Published: Aug 9, 2005
Three Congressional Medal of Honor recipients returned to their alma mater on Thursday, Aug. 4, for the unveiling of honorary plaques that detail The University of Tampa graduates’ brave deeds during the Vietnam War.

The red-carpet event brought military officers, local dignitaries and campus officials to the Vaughn Center Crescent Club to honor the three national heroes – Harold A. Fritz ’75, Ronald E. Ray ’72, and James A. Taylor ’72 – and to celebrate the creation of a new Hall of Military Honor, a corner of the campus library where the plaques will be displayed.
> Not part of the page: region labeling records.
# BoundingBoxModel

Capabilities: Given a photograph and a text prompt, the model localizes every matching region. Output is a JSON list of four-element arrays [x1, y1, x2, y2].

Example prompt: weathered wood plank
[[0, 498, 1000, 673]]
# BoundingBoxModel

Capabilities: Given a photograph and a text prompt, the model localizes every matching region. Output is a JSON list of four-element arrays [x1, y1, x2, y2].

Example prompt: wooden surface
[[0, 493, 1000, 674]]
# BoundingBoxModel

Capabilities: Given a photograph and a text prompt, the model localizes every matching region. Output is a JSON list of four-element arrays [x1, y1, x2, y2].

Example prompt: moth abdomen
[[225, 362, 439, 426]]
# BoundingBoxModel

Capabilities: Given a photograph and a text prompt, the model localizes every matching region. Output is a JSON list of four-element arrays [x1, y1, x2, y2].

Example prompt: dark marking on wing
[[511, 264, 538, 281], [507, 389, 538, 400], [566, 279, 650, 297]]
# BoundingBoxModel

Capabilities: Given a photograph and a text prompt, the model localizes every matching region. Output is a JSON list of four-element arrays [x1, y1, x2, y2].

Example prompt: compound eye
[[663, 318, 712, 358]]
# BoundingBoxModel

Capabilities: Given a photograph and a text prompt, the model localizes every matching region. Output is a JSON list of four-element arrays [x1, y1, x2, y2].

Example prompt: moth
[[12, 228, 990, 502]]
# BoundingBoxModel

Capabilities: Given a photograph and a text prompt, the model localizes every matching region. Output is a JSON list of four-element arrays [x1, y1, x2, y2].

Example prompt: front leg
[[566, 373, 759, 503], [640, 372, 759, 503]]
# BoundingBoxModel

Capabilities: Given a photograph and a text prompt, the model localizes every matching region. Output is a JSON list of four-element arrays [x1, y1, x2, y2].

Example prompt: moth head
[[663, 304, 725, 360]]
While it is rare – perhaps unprecendented – for a non-military school to claim three Medal of Honor recipients, it is more unusual still that all three UT recipients are living. Since its inception in 1861, more than 90 percent of the Medal’s 3,440 recipients have received it posthumously.

During the event, all three men expressed gratitude for being honored. They displayed humility about their military service awards and spoke fondly of their time at UT, which each attended through aid from the military’s “Bootstrap” tuition program.

Fritz was awarded his Medal in 1969, six years prior to his UT graduation. The event brought the Illinois native back to Tampa for the first time in 30 years.

“Walking in here, it’s like being home again,” said Fritz inside Plant Hall prior to the event. “I want to go to class!”

Fritz said that while attending UT there was still much debate about the war. He said that he appreciated the campus environment, which promoted candid, yet rational, discussion.

“You just got a good feeling about the campus,” said Fritz. “You felt that the environment was right for learning and that people were here to help the students.”

Ray, who was awarded his Medal in 1966, said that he wanted to reflect attention to other soldiers who have “served on the ground.” And though he was greatly appreciative for receiving the day’s honor and praise, he said that it also was important for the nation to focus on civilian life.

“We have to remember one thing,” said Ray, a resident of Tarpon Springs. “We are a country protected by our military, not dominated by it. That’s the key.”

Taylor, who also was awarded his Medal in 1966, expressed a desire for those who might visit the Hall of Military Honor and see the veterans’ portraits.

“I hope that the young men and women who view our faces go beyond that,” said Taylor, who traveled from California for the event. “Look and see what we represent and what we stand for. Because the men and women have to understand today that freedom does not come without sacrifice. Freedom is not free. It is a privilege.”

The Hall of Military Honor plaques will be located on the first floor of the Macdonald-Kelce Library in the Florida Military Collection Room. Rear Adm. Leroy Collins Jr. and Lt. Col. Deirdre Dixon, UT’s director of ROTC, were instrumental in creating the tribute.